Investor advocate pushes for ban to come sooner, but some raise concerns it could damage entrepreneurship among advisors
The DSC ban is set to take effect in every province but Ontario on June 1, 2022. Recently, investor advocate Kenmar Associates called for that ban to be accelerated to March 1 of 2021, citing particular investor vulnerability in these uncertain times.
While a DSC ban has been a conversation in the industry for decades, an argument persists that without these upfront commissions from fund providers, young independent advisors will struggle to generate an income in the first few years of their practices, before they can build a book big enough to make a fee-based model sustainable.

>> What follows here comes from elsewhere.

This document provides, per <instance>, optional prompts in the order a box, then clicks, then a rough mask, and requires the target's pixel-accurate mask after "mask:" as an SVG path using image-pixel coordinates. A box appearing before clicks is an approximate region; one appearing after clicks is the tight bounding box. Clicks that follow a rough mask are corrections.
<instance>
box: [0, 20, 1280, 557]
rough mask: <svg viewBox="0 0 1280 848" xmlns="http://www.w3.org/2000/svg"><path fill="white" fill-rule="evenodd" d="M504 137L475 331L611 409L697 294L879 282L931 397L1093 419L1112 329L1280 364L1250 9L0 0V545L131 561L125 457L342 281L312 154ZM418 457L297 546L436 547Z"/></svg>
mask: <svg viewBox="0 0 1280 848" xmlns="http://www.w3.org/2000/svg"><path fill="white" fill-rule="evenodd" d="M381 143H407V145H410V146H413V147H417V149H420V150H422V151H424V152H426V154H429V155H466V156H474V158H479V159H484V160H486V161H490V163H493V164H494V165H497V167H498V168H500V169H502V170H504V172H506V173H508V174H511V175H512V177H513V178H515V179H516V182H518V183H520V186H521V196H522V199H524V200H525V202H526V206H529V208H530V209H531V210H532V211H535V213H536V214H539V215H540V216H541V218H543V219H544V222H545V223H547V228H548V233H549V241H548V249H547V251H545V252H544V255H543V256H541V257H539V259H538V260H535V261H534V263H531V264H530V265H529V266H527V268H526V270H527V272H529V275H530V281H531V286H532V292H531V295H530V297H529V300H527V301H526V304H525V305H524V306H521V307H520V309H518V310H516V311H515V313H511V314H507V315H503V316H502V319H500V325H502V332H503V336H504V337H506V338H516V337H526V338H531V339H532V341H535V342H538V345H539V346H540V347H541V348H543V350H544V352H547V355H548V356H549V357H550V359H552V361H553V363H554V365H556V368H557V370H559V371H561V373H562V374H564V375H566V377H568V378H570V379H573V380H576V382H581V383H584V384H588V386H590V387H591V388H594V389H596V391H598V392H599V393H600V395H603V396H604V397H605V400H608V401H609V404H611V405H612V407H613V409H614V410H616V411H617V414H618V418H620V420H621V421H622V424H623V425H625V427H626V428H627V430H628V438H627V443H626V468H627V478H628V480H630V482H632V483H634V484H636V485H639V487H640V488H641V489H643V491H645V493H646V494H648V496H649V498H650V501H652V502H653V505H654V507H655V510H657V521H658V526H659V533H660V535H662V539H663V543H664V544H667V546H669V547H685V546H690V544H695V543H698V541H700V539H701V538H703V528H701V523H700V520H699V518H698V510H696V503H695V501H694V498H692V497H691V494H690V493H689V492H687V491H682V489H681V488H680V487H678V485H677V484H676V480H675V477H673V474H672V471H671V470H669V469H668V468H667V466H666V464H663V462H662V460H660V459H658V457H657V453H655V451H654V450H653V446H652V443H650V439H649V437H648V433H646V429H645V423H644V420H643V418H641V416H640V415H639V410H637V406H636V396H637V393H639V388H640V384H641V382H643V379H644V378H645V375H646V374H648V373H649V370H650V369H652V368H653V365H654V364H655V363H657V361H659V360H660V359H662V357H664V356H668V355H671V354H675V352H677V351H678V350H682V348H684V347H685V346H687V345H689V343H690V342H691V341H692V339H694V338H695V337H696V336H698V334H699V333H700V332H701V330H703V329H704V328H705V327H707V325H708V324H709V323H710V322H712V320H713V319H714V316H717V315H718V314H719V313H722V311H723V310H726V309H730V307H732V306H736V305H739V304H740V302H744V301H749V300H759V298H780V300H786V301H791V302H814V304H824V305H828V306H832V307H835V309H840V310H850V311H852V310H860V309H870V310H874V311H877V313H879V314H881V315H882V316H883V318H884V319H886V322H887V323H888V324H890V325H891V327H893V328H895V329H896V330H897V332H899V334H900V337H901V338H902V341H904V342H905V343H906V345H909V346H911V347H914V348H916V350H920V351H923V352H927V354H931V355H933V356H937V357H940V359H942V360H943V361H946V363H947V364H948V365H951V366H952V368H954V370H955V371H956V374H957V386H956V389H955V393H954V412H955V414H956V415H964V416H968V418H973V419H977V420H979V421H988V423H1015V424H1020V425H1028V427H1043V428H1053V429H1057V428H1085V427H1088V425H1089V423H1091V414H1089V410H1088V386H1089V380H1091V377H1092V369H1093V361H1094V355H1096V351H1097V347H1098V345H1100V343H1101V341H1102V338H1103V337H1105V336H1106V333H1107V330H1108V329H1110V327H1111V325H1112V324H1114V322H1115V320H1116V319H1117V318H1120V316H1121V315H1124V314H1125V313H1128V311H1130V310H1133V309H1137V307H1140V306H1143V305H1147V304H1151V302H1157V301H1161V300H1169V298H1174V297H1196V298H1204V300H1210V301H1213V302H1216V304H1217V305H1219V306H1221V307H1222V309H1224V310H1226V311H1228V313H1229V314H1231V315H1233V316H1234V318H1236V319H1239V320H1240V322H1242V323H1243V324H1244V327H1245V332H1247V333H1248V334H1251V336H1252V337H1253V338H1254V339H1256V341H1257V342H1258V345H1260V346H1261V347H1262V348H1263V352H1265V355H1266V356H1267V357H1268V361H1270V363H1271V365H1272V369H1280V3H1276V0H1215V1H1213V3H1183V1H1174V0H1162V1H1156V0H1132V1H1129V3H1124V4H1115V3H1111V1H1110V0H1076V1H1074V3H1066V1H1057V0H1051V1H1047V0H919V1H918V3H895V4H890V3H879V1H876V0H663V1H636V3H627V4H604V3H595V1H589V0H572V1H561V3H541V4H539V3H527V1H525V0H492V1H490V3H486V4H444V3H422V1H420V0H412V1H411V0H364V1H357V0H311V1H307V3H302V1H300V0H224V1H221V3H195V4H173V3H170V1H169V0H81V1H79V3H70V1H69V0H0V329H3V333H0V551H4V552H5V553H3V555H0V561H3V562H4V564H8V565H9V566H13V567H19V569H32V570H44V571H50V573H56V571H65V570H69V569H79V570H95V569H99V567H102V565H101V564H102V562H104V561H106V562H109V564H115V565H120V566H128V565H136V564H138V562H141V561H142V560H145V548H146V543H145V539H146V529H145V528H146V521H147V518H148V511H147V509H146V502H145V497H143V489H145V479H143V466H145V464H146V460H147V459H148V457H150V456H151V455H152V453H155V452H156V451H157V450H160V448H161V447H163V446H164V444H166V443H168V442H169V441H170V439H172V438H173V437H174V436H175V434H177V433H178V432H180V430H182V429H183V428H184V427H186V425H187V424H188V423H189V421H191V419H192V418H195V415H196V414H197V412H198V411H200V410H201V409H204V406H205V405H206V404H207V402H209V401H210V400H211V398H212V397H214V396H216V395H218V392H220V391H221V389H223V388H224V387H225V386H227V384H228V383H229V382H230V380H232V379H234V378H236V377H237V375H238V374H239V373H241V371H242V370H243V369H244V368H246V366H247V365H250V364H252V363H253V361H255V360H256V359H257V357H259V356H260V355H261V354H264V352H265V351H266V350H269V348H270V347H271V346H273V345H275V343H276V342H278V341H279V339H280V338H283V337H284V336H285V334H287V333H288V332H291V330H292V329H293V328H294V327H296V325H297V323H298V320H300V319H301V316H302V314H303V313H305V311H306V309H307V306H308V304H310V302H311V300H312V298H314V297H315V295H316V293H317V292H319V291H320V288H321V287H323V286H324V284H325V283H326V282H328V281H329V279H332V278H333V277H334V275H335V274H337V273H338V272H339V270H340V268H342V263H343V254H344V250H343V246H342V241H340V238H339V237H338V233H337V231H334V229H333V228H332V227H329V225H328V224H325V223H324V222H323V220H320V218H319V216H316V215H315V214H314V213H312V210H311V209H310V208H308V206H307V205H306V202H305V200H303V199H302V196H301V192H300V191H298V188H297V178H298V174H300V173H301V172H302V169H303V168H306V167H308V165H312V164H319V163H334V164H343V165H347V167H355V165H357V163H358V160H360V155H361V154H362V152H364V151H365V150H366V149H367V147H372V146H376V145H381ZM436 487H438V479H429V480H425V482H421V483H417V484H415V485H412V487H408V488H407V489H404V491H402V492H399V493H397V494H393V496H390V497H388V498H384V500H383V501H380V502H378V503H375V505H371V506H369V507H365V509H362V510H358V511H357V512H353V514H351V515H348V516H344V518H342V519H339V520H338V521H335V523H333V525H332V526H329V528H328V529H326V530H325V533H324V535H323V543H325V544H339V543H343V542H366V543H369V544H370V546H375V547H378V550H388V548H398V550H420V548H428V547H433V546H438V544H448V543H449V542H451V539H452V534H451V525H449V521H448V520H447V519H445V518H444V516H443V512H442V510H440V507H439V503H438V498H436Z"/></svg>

Some advisors and investor advocates say that protecting investors and enshrining client interest is worth any trade-off in early cashflow. They argue that young advisors can build their businesses within independent practices as the Canadian industry matures. Other advisors have raised concerns that, without DSCs as a tool advisors can lean on in their first five years, the industry might be deprived of the young blood and entrepreneurial spirit it needs, especially as we are on the cusp of generational transition.
“I think they should move up the ban,” says John De Goey, Portfolio Manager at Wellington-Altus Private Wealth. “Arguments for a longer delay in terms of operational logistics don’t really hold much water for me… the industry has had an entire generation to get ready for this.”
De Goey says the conversation around a DSC ban has been ongoing since 1995 and it’s been more than two years since a CSA paper called for a ban on DSCs. The author of STANDUP to the Financial Services Industry says that calls for a further delay are coming from “those people in the industry that wouldn’t change if their life depended on it”.
While he accepts that a DSC ban will close off an avenue for young advisors to enter the industry, De Goey doesn’t necessarily see that as a downside. He says it’s always been tough for young people to enter this industry and without DSCs playing a role in young advisors starting independently, they can join practices like his as junior associates, handling the lower end of his book and gaining experience, connections, and relationships they can parlay into a business of their own one day.
De Goey says this path for young advisors represents a wider shift for Canadian financial advice from a commission-based industry to a fee-based profession.
Paul Green, portfolio manager at Green Private Wealth Counsel with Harbourfront Wealth Management, is worried about what closing the DSC door for young advisors might mean for entrepreneurship in the industry as a whole. While he says a DSC ban makes sense for established advisors who should have transitioned to a fee-based model already, he suggests allowing advisors to use DSCs during their first five years of practice, as a means of generating cashflow.
Green asks: “If you are entrepreneurial and you want to start in this business, how are you going to make a living if there isn’t a way to make those commissions on the investment side?”
While selling insurance or banking products might offer a solution, Green says he’s concerned about losing the investment side in budding practices. While he accepts De Goey’s alternative of starting in established independent practices could be viable for some young advisors, he notes that it’s unlikely they’ll be able to succeed those senior advisors and become business owners soon. That’s because, he says, established advisors make a good living without having to work terribly hard. It’s a job that many advisors choose to do well into their seventies, and a young advisor who joined a practice to take it over one day might not want to wait 25 years to become a business owner.
De Goey agrees that the career longevity of advisors may be a hurdle for young players in the industry to overcome, but he says that in the interests of investor protection, a DSC ban must come soon. With markets hitting record highs while their underlying economies languish in a generational recession, he is sharing concerns that we did not actually hit bottom in March and another significant market crash is looming. In such an environment, De Goey says a “non-decelerated” DSC ban will serve to protect investors and ensure that their money is going where it should, not to the highest commission paying funds.
Green, however, thinks a sped-up ban would be particularly hard for young advisors because of another ongoing contemporary issue: COVID-19.
“Producing during this pandemic is exceptionally difficult,” Green says. “If you put a rookie in the mix that needs to build their business and in addition, we're going to slap this [ban] even quicker, that's a one-two blow. If I were to think about starting this business during this period right now and then strip the DSC, that'd be tough slugging.”